日産リーフ「B5グレード」実質310万円は復活のサインか? 稼働率1割に喘ぐ工場維持を優先する“台数至上主義”の行方
リーフB5とbZ4X、選ぶポイント

日産は2026年1月29日、2025年10月に発売した新型リーフ「B7グレード」の廉価版として、バッテリーサイズ55kWhの「B5グレード」の注文受け付けを開始した。
全国希望小売価格(消費税込み)は438万9000円からで、CEV補助金受給後の実質価格は309万9000円となる。この価格設定は、過去のモデルで表面化したバッテリー劣化への懸念や、市場での低い評価を埋めるためにとった譲歩のひとつだ。購入者のなかにある「将来的に価値が下がる」という不安を、購入時の大幅な負担軽減で無理やり打ち消しようとする意図が透けて見える。日産は、ブランドへの信頼を価格の安さで取り戻しようとしている。
トヨタは、2025年10月に一部改良したEV・bZ4Xの受注が順調に進んでいる。昨年12月末までの受注台数は1.1万台超で、月販目標1,700台を大幅に上回った。2025年10~12月の販売台数は3448台で、軽EVを含めたEVとして国内トップとなった。bZ4Xの全国希望小売価格(消費税込み)は480万円からで、CEV補助金やエコカー減税などの受給後の実質価格は約345万円となる。
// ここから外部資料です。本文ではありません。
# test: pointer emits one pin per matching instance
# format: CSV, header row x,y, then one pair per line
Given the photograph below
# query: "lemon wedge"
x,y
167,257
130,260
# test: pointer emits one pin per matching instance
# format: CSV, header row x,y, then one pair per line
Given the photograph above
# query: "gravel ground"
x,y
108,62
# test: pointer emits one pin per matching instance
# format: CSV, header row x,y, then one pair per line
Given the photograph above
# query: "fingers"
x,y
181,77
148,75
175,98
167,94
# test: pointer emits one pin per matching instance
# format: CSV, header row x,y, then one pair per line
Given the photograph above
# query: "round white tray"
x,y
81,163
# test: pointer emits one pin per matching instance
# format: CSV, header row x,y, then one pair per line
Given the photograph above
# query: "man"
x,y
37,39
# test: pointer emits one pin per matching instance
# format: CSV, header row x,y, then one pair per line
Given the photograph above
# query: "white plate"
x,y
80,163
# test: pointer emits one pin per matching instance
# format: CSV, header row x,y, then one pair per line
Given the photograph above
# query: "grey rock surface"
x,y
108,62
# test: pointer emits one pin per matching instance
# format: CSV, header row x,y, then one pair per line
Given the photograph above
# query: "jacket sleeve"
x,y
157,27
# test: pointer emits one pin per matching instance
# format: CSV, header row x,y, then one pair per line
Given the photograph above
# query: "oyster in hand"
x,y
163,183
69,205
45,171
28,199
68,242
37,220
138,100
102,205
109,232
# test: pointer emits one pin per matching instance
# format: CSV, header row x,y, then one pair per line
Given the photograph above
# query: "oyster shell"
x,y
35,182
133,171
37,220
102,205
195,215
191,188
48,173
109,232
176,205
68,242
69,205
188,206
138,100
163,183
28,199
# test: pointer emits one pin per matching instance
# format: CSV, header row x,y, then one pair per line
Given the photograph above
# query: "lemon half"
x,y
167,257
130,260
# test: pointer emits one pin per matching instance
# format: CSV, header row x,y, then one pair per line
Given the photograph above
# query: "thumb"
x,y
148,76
リーフB5はbZ4Xよりも約35万円ほど安い。
両モデルの航続距離を比べると、その差は23kmまで縮まっており、買い物や通勤といった日常的な使い方では性能の差を感じにくい水準に近づいている。このため、どちらのモデルを選ぶかは、車そのものの性能よりも、購入後のサポートや充電環境の充実度で決まるポイントになっている。35万円の差額は、トヨタが提供する将来的な安心感と、日産が背負うイメージの低下の差を映しているのだ。
日産は移動のための道具としての安さを提示する一方で、トヨタは「持っていることによる不利益がない」ことを価値として提供している。消費者は、今の支出を抑えるか、長期的な資産の安定を取るかという判断を迫られている。